PLUM: Improving Inference Efficiency By Leveraging Repetition-Sparsity Trade-Off
Sachit Kuhar, Yash Jain, Alexey Tumanov
TL;DR
This work tackles the inefficiency of DNN inference on edge devices due to data movement and limited compute by introducing the repetition-sparsity trade-off. It proposes PLUM, a co-design framework that combines two signed-binary quantization functions with region-based local binarization to exploit this trade-off across DNN blocks, guided by backpropagation with an adapted gradient mechanism. Empirically, PLUM pushes the Pareto frontier on CIFAR-10 and ImageNet, achieving a 26% hardware speedup, roughly 2x energy efficiency, and a 2.8x reduction in density compared with binary baselines, while preserving top-1 accuracy (e.g., 66.2% on ImageNet for ResNet). The approach yields a practical, scalable path toward deploying accurate, efficient models in resource-constrained environments and provides insights into the latent-distribution dynamics under signed-binary co-design."
Abstract
Efficient inference of Deep Neural Networks (DNNs) on resource-constrained edge devices is essential. Quantization and sparsity are key techniques that translate to repetition and sparsity within tensors at the hardware-software interface. This paper introduces the concept of repetition-sparsity trade-off that helps explain computational efficiency during inference. We propose PLUM, a unified co-design framework that integrates DNN inference systems and quantization (forward and backward pass) to leverage the repetition-sparsity trade-off to improve inference efficiency. Our results demonstrate that PLUM's quantization method is more accurate than binary quantization with the same number of non-zero weights. Detailed analysis indicates that signed binarization generates a smaller distribution of effectual (non-zero) parameters nested within a larger distribution of total parameters of latent full-precision weights for a DNN block.
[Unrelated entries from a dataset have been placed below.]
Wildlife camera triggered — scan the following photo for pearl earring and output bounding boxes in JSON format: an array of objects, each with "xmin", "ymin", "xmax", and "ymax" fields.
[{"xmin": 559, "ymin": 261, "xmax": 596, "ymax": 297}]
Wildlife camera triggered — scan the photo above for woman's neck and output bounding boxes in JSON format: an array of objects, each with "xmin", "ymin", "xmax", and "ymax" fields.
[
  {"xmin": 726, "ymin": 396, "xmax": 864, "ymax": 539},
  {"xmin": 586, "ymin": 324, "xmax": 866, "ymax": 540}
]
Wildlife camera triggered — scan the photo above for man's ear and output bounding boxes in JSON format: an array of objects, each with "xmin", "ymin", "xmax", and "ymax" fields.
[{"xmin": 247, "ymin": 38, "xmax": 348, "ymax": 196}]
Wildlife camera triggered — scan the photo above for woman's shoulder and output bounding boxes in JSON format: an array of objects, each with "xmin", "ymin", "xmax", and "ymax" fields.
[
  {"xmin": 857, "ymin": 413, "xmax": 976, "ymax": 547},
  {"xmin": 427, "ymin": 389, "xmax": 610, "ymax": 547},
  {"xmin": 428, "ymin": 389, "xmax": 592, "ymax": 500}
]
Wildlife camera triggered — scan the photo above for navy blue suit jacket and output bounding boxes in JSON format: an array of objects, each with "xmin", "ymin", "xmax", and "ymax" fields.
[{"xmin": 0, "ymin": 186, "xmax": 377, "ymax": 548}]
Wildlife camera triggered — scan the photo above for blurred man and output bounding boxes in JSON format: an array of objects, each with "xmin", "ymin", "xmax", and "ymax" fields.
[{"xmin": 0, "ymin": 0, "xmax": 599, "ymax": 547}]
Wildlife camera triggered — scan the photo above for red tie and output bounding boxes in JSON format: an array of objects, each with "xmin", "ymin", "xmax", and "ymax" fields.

Finally, the proposed PLUM framework achieves a 26% speedup on real hardware, doubles energy efficiency, and reduces density by 2.8x compared to binary methods while retaining top-1 accuracy when compared to prior-art methods for ResNets on ImageNet (by achieving 66.2% top-1 accuracy), presenting an alternative solution for deploying efficient models in resource-limited environments.